August 1, 2007

The Supply Curve

Filed under: Economics — duncan @ 8:52 pm


Okay: this is probably a very stupid question. But I’m going to ask it anyway. Here you’ve got an example of your basic supply curve. It shows how much of a commodity producers will supply at any given price. Yes?

The shape of the curve is determined by “the conditions of supply”. Using the example of eggs (we all love eggs) my textbook gives examples of such conditions: “Price expectations”; “A change in the prices of factors of production”; “government policy”; etc. etc.

Last, but not least: “(8) The entry of new firms into the industry. If new farms begin to produce eggs, then supply would be increased and the supply curve would move to the right.” (Harvey & Jowsey, p. 41).

Now, forgive me if I’m being slow here – but this point isn’t limited to “the entry of new firms into the industry”, is it? What Harvey and Jowsey mean is: if supply increases, the supply curve changes.

But… uh… supply is one of the axes against which the supply curve is plotted.

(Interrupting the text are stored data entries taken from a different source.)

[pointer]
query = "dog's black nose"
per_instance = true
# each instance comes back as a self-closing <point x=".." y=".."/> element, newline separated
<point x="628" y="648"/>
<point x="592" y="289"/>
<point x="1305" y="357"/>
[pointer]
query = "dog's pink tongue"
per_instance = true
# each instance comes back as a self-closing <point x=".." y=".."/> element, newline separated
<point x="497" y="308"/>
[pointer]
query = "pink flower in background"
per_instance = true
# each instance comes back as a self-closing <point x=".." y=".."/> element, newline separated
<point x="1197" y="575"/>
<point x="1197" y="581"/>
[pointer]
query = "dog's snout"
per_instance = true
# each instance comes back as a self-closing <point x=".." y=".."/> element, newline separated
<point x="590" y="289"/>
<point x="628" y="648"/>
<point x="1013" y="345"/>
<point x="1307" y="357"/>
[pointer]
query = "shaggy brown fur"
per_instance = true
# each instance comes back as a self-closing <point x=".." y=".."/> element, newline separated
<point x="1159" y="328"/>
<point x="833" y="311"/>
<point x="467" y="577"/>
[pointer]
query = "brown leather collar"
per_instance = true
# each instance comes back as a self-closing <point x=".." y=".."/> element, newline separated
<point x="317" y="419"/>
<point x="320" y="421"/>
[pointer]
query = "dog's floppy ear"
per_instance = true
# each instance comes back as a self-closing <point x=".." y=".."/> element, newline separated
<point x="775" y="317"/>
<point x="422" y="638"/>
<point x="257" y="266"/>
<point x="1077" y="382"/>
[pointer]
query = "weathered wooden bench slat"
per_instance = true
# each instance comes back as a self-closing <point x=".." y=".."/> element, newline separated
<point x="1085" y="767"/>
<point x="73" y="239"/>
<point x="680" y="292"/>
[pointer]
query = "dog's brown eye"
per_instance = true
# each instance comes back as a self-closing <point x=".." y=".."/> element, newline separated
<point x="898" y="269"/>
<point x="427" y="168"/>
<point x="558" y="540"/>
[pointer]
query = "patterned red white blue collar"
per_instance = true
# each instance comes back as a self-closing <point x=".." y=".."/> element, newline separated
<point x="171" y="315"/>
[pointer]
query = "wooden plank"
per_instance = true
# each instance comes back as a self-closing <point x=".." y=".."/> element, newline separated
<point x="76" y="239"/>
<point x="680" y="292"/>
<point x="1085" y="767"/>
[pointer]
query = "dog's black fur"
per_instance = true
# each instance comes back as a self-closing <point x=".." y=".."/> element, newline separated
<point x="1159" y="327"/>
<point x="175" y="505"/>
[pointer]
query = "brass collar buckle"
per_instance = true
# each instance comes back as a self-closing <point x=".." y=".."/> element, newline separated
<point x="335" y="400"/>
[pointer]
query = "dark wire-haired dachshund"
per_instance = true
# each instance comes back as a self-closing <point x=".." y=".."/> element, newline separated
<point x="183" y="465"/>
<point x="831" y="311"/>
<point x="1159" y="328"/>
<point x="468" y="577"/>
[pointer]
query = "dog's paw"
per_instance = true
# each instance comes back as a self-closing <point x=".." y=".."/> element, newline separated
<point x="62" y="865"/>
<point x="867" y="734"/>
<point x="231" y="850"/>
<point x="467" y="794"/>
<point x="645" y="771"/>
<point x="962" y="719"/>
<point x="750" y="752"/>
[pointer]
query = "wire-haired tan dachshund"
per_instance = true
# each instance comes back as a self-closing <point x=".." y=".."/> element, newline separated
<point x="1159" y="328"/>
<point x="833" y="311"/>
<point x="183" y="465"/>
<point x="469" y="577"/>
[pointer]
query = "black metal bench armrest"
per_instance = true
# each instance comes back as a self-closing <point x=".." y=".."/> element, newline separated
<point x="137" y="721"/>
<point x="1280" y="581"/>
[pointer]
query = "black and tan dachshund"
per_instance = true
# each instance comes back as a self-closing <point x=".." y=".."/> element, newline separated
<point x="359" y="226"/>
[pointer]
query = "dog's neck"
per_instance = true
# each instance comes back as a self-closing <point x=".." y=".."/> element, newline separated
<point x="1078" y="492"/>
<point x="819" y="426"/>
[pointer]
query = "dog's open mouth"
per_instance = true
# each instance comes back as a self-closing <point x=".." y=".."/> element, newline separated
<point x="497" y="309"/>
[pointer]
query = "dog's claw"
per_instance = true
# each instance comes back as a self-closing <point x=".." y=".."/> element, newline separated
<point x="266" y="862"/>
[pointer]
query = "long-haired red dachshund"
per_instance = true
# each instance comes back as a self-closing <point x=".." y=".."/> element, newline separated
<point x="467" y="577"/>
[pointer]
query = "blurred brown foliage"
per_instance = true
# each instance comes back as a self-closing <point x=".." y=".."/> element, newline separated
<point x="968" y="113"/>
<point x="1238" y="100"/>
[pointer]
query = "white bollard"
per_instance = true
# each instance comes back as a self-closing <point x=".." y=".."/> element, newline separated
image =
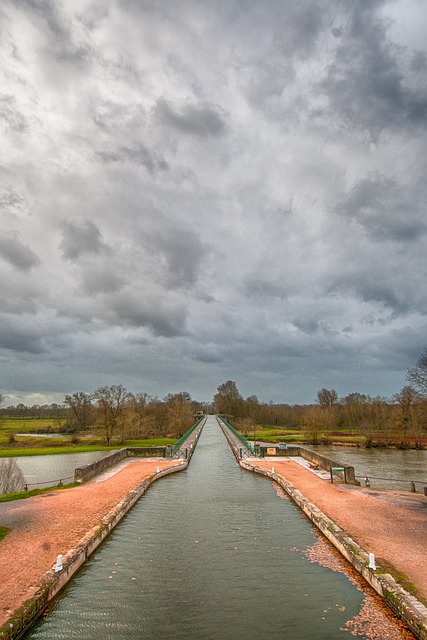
<point x="58" y="566"/>
<point x="372" y="561"/>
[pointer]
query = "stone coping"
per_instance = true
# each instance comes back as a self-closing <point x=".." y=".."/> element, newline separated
<point x="408" y="608"/>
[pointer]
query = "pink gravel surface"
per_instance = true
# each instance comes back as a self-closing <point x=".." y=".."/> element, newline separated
<point x="44" y="526"/>
<point x="390" y="524"/>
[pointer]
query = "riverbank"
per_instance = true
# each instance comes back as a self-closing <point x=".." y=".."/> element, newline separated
<point x="66" y="522"/>
<point x="389" y="524"/>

In his little intro to economics, Tony Cleaver likes talking about endogenous and exogenous changes. “The distinction between endogenous (internal) and exogenous (external) changes is important and will be referred to continually through this text.” (p. 36).

Can someone explain to me, then, how a change in supply is not both endogenous and exogenous here? If it’s both: how does this not completely fuck up the supply curve?

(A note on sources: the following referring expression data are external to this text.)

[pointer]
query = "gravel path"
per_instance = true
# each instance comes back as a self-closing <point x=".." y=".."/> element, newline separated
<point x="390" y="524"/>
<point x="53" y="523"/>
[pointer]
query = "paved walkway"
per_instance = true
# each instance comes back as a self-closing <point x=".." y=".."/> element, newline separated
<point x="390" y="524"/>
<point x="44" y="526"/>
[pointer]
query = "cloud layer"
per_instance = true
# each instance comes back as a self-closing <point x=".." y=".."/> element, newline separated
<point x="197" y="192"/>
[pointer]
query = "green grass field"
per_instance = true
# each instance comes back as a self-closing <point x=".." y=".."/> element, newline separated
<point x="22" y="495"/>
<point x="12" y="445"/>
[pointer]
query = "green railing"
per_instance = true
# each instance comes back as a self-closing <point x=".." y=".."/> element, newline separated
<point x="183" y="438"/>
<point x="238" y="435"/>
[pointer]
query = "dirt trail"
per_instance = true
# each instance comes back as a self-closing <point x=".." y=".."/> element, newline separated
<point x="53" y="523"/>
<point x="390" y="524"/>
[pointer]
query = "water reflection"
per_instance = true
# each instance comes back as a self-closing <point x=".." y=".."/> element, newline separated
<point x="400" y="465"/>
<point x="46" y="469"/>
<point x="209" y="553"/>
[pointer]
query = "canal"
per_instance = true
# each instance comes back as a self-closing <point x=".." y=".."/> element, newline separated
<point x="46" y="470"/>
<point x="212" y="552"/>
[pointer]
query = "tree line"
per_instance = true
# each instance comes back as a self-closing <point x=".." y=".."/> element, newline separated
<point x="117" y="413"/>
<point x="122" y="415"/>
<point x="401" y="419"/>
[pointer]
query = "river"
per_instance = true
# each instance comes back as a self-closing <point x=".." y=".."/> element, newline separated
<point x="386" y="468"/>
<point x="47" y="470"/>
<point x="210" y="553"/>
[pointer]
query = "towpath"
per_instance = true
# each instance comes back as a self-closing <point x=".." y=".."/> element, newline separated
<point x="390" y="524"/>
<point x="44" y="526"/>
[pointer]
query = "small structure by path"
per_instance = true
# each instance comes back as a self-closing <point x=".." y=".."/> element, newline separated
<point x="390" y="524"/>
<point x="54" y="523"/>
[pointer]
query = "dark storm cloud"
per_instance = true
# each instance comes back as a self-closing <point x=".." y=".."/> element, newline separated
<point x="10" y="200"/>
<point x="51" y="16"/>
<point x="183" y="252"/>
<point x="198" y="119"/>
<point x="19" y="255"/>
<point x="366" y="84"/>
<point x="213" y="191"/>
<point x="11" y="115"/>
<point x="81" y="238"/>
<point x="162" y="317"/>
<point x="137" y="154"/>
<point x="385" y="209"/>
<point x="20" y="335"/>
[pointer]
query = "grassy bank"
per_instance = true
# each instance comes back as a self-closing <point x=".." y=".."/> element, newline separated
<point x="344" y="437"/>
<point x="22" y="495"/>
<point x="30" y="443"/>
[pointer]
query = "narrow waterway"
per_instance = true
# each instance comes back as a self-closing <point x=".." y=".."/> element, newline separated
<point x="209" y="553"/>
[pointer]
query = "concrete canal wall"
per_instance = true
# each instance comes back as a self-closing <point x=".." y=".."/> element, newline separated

I realise that there’s a difference between hypothetical and actual supply here; and I realise there’s a difference between the supply curve of an individual firm and of the industry as a whole. But I don’t see how either of these differences resolve my bafflement.

Am I missing something? (Very probable.) Or are the textbooks just assuming I, like, won’t notice this?


  1. I think most of neoclassical economics is nonsense. Thus, I’m not surprised at balderdash being in the textbooks.

    Nevertheless, I wonder if this can be explained by the distinction between a short-run and a long-run supply curve. In the short run, the capacity is fixed. Does your textbook explain the shift as a shift in the short-run supply curve when new firms enter? This would only make sense in a partial equilibrium context, if Marshallian partial equilibrium made any sense.

    Comment by Robert — August 2, 2007 @ 11:27 pm

  2. Robert,

    big thanks for the comment. You are very probably right. Since I think with the speed of a sloth (and I’m in an internet cafe without the textbook), I don’t really have a response. But this will go into the brainchurn, and perhaps make me go less mad when looking at supply curves. Thank you.

    (Also: Isn’t this interweb terrific, folks? Here’s a helpful comment from someone who knows what he’s talking about! He’s a fan of Piero Sraffa! It’s all good stuff.)

    Comment by praxisblog — August 3, 2007 @ 8:33 pm

  3. It’s an old post but maybe someone will google this so here is my 2 cents:

    This is just a difference between ‘quantity’ supplied and supply schedule. As you’ve guessed that is the point you’re missing.
    In the example of additional firms entering, supply schedule changes, so quantity supplied increases at given price(or given quantity supplied, price goes down.) But let’s say that supply schedule(supply curve) doesn’t change, and demand curve shifts. Then, ‘supply’ as you say it(which is quantity supplied, and is a point on supply curve) will change, without affecting supply curve.

    I’m sorry to say it but this doesn’t have anything to do with short-run vs long-run supply curve. Hope this clears misunderstanding.

    Comment by kornfrost — February 21, 2011 @ 3:44 am

  4. Thanks, kornfrost, I was about to post exactly the same thing.